INDONESIA - Typically, Indonesian President Susilo Bambang Yudhoyono had only one instruction when his ministers gathered at Bogor's hillside Cipanas Palace in mid-April to consider how to reduce a fuel subsidy bill threatening to blow out the Budget and drag down the high-flying economy.
Give me, he said, the safest option. For him, at least, that turned out to be dual-pricing, where public transport operators and motorcyclists would continue to pay 4,500 rupiah (59 Singapore cents) a litre for subsidised fuel, while private car owners fork out 2,000 rupiah more.
No one else except for chief economic minister Hatta Rajasa thought it would work. So after lengthy dithering, the President scrapped that idea and settled on a different two-tiered price structure of 6,500 rupiah for petrol and 5,500 rupiah for diesel, representing 37 trillion rupiah in potential savings.
By going for an across- the-board cut that would affect all households equally, Indonesia has to come up with a more generous package to compensate the poor so they can cope with price increases. But it reduces the opportunity for arbitrage that is inherent in any system that allows some to benefit from subsidies and not others.
On Monday, Parliament approved a revised 2013 Budget that included a subsidy bill of 299.6 trillion rupiah - an optimistic 199.9 trillion rupiah for fuel and an additional 99.7 trillion rupiah for electricity.
Apart from the fuel price increase, which did not need their endorsement, lawmakers also signed off on a controversial 9.3 trillion rupiah in cash handouts that Dr Yudhoyono insisted on to cushion the impact on more than 15 million poor households.
An additional 17.6 trillion rupiah in safety net spending, much of it already included in the original 2013 Budget, will go towards school aid, subsidised rice and mostly agriculture infrastructure spending.
Past experience has shown that inflationary pressures last about two months and then subside. But the prolonged decision-making now means the increase will feed into the annual price spike that occurs during Ramadan, this year in July.
The revised Budget is based on an assumption of an increase in the world oil price from US$100 to a more realistic US$108, and a reduction in domestic oil production from 900,000 to 840,000 barrels a day.

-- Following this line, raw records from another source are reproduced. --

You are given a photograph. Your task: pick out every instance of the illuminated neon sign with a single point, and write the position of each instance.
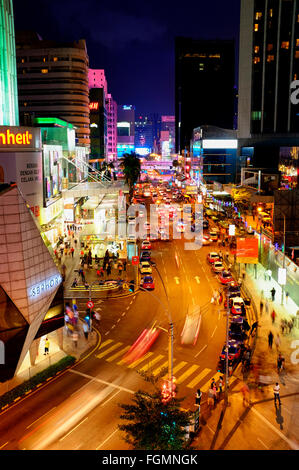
(44, 286)
(94, 105)
(21, 138)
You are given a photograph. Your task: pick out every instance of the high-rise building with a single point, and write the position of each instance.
(9, 112)
(111, 127)
(53, 81)
(168, 129)
(98, 125)
(125, 129)
(204, 86)
(268, 119)
(97, 79)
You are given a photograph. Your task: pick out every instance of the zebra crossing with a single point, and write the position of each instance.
(186, 373)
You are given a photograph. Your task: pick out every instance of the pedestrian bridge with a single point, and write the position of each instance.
(90, 189)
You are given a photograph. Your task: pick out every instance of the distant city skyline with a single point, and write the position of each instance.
(133, 44)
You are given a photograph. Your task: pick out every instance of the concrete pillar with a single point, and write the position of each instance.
(33, 351)
(59, 334)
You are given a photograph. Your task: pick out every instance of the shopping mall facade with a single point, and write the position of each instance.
(49, 188)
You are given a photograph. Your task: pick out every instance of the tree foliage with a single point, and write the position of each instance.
(154, 425)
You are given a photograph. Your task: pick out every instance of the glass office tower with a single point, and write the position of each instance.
(9, 113)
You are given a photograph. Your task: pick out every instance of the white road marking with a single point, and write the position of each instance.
(61, 439)
(123, 389)
(201, 350)
(292, 444)
(40, 417)
(107, 439)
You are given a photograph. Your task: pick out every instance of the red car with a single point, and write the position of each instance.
(147, 282)
(212, 257)
(225, 277)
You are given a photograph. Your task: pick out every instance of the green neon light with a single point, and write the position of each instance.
(53, 121)
(9, 110)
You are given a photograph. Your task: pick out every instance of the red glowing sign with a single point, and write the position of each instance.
(94, 105)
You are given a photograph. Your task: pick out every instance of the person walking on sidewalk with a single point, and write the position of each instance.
(277, 341)
(85, 330)
(198, 397)
(47, 345)
(270, 339)
(276, 391)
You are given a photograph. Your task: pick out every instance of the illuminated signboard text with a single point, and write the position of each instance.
(21, 138)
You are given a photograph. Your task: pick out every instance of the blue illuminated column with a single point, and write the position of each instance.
(9, 112)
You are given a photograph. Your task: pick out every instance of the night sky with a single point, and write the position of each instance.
(132, 40)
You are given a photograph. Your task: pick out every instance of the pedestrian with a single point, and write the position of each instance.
(270, 339)
(254, 327)
(47, 345)
(277, 341)
(276, 390)
(210, 397)
(75, 338)
(85, 330)
(198, 397)
(220, 385)
(245, 392)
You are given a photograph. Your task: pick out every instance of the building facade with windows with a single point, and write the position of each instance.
(9, 111)
(204, 86)
(268, 119)
(53, 82)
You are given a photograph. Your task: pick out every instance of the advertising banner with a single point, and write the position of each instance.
(247, 250)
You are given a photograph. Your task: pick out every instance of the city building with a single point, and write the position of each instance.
(9, 110)
(111, 107)
(98, 126)
(29, 284)
(268, 109)
(53, 82)
(214, 155)
(167, 136)
(97, 79)
(125, 129)
(204, 86)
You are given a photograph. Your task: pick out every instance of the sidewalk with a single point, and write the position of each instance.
(73, 264)
(231, 427)
(27, 371)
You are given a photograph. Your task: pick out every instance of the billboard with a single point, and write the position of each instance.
(247, 250)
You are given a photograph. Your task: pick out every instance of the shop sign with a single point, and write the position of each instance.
(44, 286)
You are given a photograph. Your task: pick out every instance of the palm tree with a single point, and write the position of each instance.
(130, 165)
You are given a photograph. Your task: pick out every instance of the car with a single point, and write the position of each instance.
(212, 257)
(236, 329)
(226, 277)
(145, 256)
(234, 351)
(237, 306)
(213, 236)
(146, 245)
(217, 267)
(147, 282)
(145, 267)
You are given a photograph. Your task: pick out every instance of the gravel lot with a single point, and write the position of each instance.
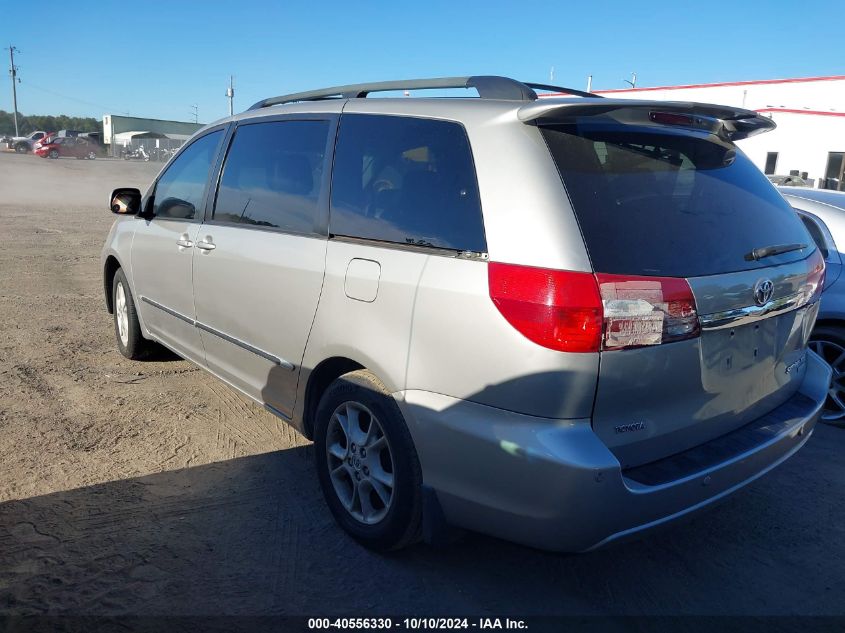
(152, 488)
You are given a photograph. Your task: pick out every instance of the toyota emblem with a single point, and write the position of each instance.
(763, 291)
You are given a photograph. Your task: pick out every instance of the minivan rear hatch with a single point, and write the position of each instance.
(682, 229)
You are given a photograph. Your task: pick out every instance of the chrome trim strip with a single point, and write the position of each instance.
(231, 339)
(173, 313)
(250, 348)
(278, 413)
(750, 314)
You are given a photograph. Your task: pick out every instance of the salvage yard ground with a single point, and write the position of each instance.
(152, 488)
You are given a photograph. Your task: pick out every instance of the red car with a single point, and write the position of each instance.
(66, 146)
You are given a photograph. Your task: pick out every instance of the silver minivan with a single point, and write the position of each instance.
(560, 320)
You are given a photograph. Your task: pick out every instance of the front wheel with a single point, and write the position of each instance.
(828, 341)
(367, 464)
(127, 328)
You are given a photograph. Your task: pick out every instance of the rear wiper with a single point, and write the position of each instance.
(768, 251)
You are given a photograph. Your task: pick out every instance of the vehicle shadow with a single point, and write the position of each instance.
(253, 536)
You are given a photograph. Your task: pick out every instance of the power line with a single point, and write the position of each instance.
(13, 73)
(69, 98)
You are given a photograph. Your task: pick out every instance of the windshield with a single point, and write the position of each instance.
(652, 201)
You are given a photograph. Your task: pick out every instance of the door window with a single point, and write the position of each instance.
(181, 189)
(406, 180)
(273, 174)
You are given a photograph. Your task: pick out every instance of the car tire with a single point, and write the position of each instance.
(828, 341)
(373, 487)
(127, 328)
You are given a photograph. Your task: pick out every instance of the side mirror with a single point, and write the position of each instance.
(125, 201)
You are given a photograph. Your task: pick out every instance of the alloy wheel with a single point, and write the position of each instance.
(121, 314)
(360, 462)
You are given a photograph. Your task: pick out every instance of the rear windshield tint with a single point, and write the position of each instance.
(670, 203)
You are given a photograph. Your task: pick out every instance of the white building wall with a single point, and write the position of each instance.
(802, 140)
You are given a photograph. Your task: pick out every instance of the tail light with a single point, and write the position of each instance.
(815, 278)
(557, 309)
(642, 311)
(581, 312)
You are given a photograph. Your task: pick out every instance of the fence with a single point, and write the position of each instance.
(157, 149)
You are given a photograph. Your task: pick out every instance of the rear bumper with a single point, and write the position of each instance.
(553, 484)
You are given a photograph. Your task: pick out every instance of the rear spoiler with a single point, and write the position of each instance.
(734, 123)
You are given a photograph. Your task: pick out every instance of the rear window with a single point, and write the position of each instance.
(406, 180)
(670, 203)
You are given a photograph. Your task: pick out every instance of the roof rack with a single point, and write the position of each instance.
(488, 87)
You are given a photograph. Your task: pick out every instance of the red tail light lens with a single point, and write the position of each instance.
(557, 309)
(642, 311)
(581, 312)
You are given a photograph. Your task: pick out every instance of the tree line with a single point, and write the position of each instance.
(48, 123)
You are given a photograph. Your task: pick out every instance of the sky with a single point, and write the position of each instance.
(158, 59)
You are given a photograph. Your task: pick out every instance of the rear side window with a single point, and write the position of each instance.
(272, 175)
(670, 203)
(180, 190)
(406, 180)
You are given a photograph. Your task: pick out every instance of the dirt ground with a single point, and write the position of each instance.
(152, 488)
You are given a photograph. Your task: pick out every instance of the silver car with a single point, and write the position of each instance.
(559, 321)
(823, 213)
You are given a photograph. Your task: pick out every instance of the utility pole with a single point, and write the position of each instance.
(13, 73)
(230, 93)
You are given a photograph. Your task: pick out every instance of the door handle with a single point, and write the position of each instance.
(206, 244)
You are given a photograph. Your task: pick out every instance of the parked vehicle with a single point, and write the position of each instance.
(66, 146)
(823, 213)
(24, 144)
(135, 154)
(558, 321)
(787, 181)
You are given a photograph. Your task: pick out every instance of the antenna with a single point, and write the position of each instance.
(13, 74)
(230, 94)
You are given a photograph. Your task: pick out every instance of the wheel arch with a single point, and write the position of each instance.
(829, 322)
(319, 379)
(110, 268)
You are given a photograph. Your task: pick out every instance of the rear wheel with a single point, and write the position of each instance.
(367, 463)
(127, 328)
(829, 342)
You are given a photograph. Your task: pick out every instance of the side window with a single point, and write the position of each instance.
(179, 191)
(272, 175)
(406, 180)
(816, 232)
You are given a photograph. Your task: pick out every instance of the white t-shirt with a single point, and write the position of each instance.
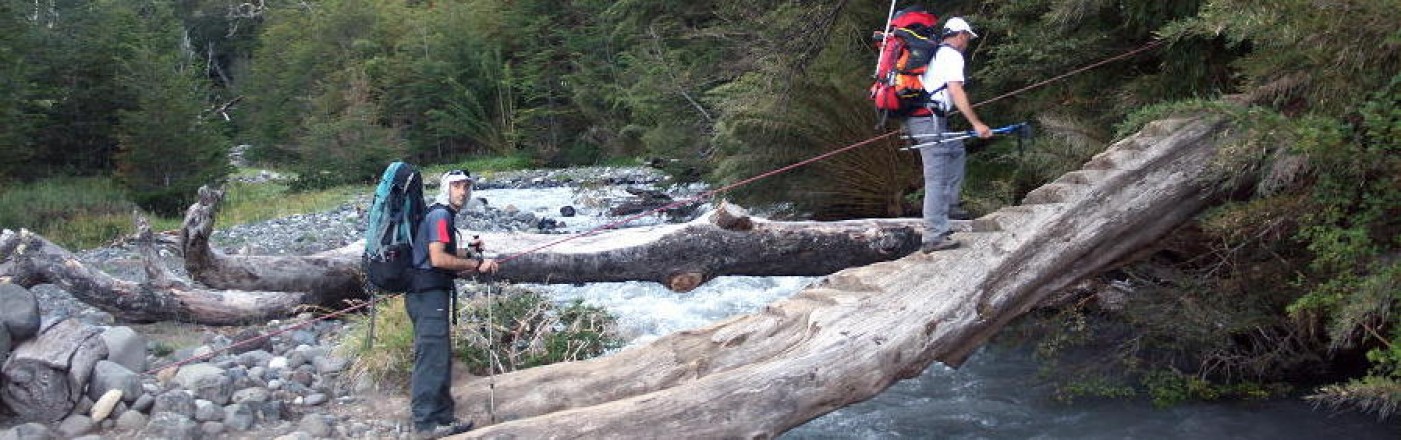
(947, 66)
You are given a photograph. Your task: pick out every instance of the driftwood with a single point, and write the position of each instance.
(860, 330)
(44, 379)
(678, 255)
(31, 259)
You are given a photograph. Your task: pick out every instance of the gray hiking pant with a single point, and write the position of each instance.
(430, 386)
(943, 166)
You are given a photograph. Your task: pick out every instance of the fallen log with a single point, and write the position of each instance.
(678, 255)
(31, 259)
(325, 279)
(45, 377)
(860, 330)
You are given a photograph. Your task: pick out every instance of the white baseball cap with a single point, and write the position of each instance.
(456, 175)
(957, 24)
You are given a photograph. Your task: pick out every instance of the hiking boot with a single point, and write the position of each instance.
(958, 213)
(443, 430)
(939, 245)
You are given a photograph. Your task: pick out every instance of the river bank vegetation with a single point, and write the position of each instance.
(111, 105)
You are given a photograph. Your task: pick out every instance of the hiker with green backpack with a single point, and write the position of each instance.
(437, 261)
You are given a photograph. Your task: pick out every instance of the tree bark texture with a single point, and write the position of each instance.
(31, 259)
(678, 255)
(852, 335)
(45, 376)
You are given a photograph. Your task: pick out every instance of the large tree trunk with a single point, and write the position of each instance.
(860, 330)
(45, 376)
(328, 280)
(31, 259)
(678, 255)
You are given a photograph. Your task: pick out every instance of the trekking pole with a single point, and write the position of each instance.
(884, 35)
(491, 355)
(1023, 129)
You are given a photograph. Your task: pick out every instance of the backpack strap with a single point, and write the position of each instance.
(942, 87)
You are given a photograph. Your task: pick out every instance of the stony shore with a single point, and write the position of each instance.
(289, 386)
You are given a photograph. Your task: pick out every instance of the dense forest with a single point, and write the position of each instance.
(1292, 282)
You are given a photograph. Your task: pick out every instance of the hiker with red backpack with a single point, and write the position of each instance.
(919, 76)
(943, 163)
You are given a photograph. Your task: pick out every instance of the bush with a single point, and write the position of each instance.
(520, 328)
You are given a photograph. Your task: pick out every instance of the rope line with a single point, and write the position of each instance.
(698, 198)
(1149, 45)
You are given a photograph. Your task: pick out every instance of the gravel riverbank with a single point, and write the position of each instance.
(292, 384)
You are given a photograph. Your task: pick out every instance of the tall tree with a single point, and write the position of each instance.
(167, 149)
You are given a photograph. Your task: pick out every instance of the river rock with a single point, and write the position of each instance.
(76, 425)
(30, 432)
(250, 339)
(105, 404)
(238, 416)
(130, 421)
(212, 429)
(329, 363)
(315, 425)
(175, 401)
(206, 411)
(251, 395)
(143, 402)
(173, 426)
(108, 376)
(18, 311)
(126, 348)
(206, 381)
(254, 359)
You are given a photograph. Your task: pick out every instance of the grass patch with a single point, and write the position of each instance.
(481, 166)
(258, 202)
(523, 330)
(72, 212)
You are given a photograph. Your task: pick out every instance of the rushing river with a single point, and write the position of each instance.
(996, 394)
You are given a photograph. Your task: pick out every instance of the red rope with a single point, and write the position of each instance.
(698, 198)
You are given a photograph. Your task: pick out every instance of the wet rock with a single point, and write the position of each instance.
(173, 426)
(76, 425)
(240, 416)
(175, 401)
(206, 381)
(104, 405)
(327, 365)
(31, 432)
(108, 376)
(130, 421)
(315, 425)
(143, 402)
(18, 311)
(206, 411)
(126, 348)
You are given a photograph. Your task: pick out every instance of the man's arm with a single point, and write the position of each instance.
(440, 258)
(964, 107)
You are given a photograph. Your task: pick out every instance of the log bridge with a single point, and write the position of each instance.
(852, 335)
(838, 342)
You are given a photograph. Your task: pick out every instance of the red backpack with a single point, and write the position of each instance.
(904, 56)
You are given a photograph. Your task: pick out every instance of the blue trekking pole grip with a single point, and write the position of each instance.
(951, 136)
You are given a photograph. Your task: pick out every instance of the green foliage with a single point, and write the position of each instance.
(528, 331)
(1352, 231)
(166, 150)
(76, 213)
(523, 330)
(1305, 55)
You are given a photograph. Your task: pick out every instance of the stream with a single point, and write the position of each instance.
(996, 394)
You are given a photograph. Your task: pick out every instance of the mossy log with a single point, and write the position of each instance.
(852, 335)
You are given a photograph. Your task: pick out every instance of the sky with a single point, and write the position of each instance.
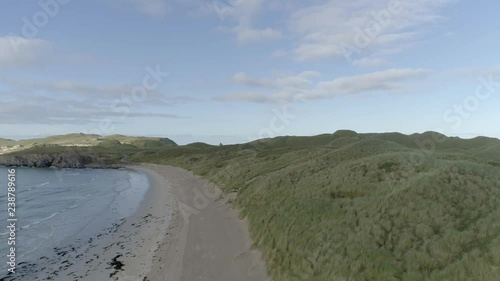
(232, 71)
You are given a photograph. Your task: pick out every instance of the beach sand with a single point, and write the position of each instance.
(183, 231)
(207, 240)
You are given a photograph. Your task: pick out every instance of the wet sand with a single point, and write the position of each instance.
(183, 231)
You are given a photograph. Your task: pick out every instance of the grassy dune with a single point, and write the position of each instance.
(352, 207)
(363, 207)
(83, 140)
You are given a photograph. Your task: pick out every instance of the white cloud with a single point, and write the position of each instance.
(18, 52)
(370, 62)
(245, 34)
(303, 86)
(243, 14)
(323, 28)
(155, 8)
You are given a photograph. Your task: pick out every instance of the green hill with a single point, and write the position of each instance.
(85, 140)
(364, 207)
(348, 206)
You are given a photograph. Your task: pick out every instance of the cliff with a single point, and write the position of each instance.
(57, 160)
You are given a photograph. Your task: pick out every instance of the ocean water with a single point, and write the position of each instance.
(56, 206)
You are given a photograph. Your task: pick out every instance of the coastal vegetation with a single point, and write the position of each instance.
(348, 206)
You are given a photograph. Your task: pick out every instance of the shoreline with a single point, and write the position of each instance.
(208, 240)
(183, 230)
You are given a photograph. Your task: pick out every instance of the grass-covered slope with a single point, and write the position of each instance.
(347, 206)
(84, 140)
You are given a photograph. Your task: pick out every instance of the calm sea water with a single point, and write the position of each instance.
(55, 206)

Golkar chairman and presidential candidate Aburizal Bakrie, who sabotaged a fuel price rise on the eve of a parliamentary vote last year, was quick to give the green light to the all-important handout.
For all of the cultural compulsion for consensus, Mr Bakrie's support was key this time round. Because Golkar and Dr Yudhoyono's Democrat Party control 254 of the 560 seats, they needed only Mr Rajasa's compliant National Mandate Party to win a majority.
Internal forecasts had shown that if the world oil price remained the same and fuel consumption continued on its upward trajectory, the Budget deficit would hit 327 trillion rupiah, or 3.54 per cent of gross domestic product - well above the legally allowed limit.
The subsidy issue should have been resolved in April, but the bickering dragged on for eight more weeks because Dr Yudhoyono was worried his graft-ridden party would suffer an even worse battering at next year's polls than is already being predicted.
The April 13 Bogor meeting failed to agree on a firm course of action. Nor did another limited Cabinet session on April 22 where, in the absence of the President, Mr Rajasa was the only minister behind the dual pricing plan that was eventually scrapped.
"Everyone in the room said it would be impossible to enforce, that there would be just too many problems," says one insider, noting that 48 of the country's 442 districts have only a single fuel station that could not be designated solely for subsidised fuel.
Cabinet sceptics reportedly wanted to know what would stop a public mini-bus driver from filling up at one station, selling the fuel at a higher price and then buying more at another station.
Not surprisingly, therefore, the Cabinet opted for a clean cut.
Apart from fearing public unrest, Dr Yudhoyono's big concern was the effect an across-the- board increase would have on inflation and whether it would add to the 11 per cent of the population currently living below the poverty line.
But something had to be done to avoid a contagion effect on the current account deficit and the rupiah. As it was, the currency crossed the sacred 10,000 rupiah to the dollar mark in recent trading before the central bank intervened to rein it in.
Last year's fourth quarter saw the current account deficit widen to an alarming 3.6 per cent, much of it due to swelling oil imports needed to keep up with a surge in the wasteful consumption of subsidised fuel - as much as 20 per cent to 30 per cent of it from smuggling due to the low prices in Indonesia.
The slow, agonising journey it has taken to get to this point on the fuel subsidy cut is another telling example of how the risk-averse Dr Yudhoyono finds it so difficult to make critical decisions, even in the dying days of his presidency when, for him, little is at stake.